彼等はヘルメットに装着された通信式のカメラを全員装備しており、ロッソが操作します。

アパートの周りは人だかりができており、保険省のオーウェン博士(ジョナタン・メジョール)と合流します。
隊員達はアパート内ではオーウェンの指示に従うことになります。
このアパートでは人を凶暴化させる感染症が発生しており、唾液から感染します。
群衆の中にジェニフェルの父もいました。

5人はアパートに突入し、まずは感染源と思われる最上階へ向かいます。
階段や廊下には血糊が所々に広がっていますが、遺体は一つもありません。
オーウェンは血液のサンプルを取りながら進みます。
最上階の部屋は気味の悪い実験機器のような物が置かれ、憑りつかれた少女に関する新聞記事と写真があります。
オーウェンはテープレコーダーを見付けて再生すると、今回の感染に関わる内容のようです。

チーフが天井裏への入り口を見付け、マルトスが内部をカメラで探りますが中は物置のようで何もありませんでした。
その時、何者かの叫び声のような者が聞こえてきて隊員達に緊張が走ります。

チーフ達は生存者がいるかもしれないと考え、部屋から出て下の階に向かいます。
オーウェンは下には行くなと命令しますが、チーフは生存者救出も任務と主張して進んで行きます。
どうやらすぐ下の階で物音が聞こえていたらしく、マルトスが部屋に突入します。
中では音楽が響いており、調べてみるとレコードが再生されていました。
レコードを止め、部屋から出ようとすると突然、感染者が現れマルトスに走り寄って来ます。
マルトスは思わず発砲してしまいますが、感染者は倒れてもすぐ起き上がり襲ってきます。
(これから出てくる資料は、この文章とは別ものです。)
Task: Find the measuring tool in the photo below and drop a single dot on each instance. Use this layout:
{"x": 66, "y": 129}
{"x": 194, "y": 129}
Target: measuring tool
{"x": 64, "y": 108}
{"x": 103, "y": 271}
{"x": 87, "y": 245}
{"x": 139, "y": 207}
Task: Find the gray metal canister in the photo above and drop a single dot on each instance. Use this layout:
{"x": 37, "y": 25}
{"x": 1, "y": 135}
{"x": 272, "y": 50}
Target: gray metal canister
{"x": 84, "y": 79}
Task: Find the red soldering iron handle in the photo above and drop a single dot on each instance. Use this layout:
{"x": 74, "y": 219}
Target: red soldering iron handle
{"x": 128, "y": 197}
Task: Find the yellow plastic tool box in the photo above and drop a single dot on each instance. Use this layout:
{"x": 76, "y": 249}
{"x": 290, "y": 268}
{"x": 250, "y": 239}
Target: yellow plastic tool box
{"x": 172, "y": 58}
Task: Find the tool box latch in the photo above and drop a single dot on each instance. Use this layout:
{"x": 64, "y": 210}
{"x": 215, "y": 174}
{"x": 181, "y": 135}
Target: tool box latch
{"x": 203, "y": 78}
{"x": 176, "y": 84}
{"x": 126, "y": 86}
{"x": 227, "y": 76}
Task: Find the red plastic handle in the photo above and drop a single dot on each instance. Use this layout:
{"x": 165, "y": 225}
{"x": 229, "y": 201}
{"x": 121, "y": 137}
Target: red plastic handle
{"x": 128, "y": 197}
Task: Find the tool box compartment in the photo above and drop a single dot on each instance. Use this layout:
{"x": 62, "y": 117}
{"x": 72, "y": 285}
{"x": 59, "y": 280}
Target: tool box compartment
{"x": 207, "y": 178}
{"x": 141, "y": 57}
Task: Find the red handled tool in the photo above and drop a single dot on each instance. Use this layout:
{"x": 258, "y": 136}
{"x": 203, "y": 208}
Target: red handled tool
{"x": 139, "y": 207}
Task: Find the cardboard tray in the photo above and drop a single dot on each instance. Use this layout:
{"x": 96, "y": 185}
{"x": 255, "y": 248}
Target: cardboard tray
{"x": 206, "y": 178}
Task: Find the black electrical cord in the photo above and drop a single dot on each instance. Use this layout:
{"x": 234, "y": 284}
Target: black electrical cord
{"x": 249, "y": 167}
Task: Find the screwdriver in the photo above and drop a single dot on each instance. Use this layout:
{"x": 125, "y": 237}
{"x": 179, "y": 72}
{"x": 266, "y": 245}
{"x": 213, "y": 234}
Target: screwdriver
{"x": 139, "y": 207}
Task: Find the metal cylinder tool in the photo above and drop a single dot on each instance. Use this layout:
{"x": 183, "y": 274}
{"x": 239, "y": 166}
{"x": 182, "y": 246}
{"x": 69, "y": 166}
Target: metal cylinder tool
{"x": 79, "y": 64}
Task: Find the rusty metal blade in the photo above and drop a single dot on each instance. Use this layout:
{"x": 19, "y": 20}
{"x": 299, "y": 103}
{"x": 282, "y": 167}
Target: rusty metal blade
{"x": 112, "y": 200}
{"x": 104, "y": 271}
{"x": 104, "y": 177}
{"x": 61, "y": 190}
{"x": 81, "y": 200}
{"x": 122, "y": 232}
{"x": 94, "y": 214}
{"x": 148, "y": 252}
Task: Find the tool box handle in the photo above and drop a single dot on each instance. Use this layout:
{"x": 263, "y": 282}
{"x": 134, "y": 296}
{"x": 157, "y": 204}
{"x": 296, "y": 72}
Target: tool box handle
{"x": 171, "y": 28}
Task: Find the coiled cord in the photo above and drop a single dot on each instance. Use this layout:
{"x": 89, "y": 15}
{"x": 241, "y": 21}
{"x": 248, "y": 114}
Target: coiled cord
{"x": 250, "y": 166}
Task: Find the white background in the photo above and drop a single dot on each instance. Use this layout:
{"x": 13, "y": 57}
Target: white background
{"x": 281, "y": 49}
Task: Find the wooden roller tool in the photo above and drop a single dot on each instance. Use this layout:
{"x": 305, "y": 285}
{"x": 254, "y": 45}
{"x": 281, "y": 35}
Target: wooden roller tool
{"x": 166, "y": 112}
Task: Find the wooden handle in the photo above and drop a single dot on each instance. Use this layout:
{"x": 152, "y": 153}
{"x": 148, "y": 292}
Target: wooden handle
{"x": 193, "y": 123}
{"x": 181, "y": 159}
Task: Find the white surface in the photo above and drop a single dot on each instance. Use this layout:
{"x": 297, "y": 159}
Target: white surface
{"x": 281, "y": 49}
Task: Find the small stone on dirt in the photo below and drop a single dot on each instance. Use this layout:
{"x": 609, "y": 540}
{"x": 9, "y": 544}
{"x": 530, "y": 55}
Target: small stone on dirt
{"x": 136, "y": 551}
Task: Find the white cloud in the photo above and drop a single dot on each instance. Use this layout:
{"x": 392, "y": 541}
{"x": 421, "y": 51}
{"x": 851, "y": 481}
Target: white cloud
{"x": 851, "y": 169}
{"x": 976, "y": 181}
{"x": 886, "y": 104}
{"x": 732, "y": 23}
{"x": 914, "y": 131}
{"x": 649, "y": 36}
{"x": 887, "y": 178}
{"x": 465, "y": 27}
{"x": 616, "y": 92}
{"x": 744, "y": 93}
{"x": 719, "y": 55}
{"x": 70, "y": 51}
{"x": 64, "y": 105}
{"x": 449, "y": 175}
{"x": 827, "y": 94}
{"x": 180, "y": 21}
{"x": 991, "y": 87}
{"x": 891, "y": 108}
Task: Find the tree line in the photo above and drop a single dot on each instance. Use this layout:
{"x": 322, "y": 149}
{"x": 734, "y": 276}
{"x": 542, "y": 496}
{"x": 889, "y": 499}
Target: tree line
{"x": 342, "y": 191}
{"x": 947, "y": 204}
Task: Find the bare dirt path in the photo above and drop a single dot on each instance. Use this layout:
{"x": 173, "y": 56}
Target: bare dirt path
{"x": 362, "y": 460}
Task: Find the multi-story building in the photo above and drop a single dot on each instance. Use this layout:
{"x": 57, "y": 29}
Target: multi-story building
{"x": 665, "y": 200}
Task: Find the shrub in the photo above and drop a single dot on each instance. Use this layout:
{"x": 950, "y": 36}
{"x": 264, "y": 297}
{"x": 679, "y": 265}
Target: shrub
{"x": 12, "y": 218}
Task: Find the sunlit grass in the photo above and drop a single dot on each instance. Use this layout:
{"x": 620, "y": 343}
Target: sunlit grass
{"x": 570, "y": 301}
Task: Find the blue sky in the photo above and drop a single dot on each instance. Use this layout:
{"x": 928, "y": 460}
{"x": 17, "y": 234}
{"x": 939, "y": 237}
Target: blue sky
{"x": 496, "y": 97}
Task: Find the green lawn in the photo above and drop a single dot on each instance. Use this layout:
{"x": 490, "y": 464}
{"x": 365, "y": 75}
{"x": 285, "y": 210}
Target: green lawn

マルトスを救おうと仲間が駆けつけた時には彼はもう凶暴化しており、襲い掛かってきました。
隊員達がマルトスを押さえようと悪戦苦闘しているとオーウェンが現れ、祈りを捧げます。
すると不思議なことにマルトスの動きがピタリと止まりました。
その隙にマルトスを空き部屋に押し込み、ドアに十字架を掛けると彼は大人しくなります。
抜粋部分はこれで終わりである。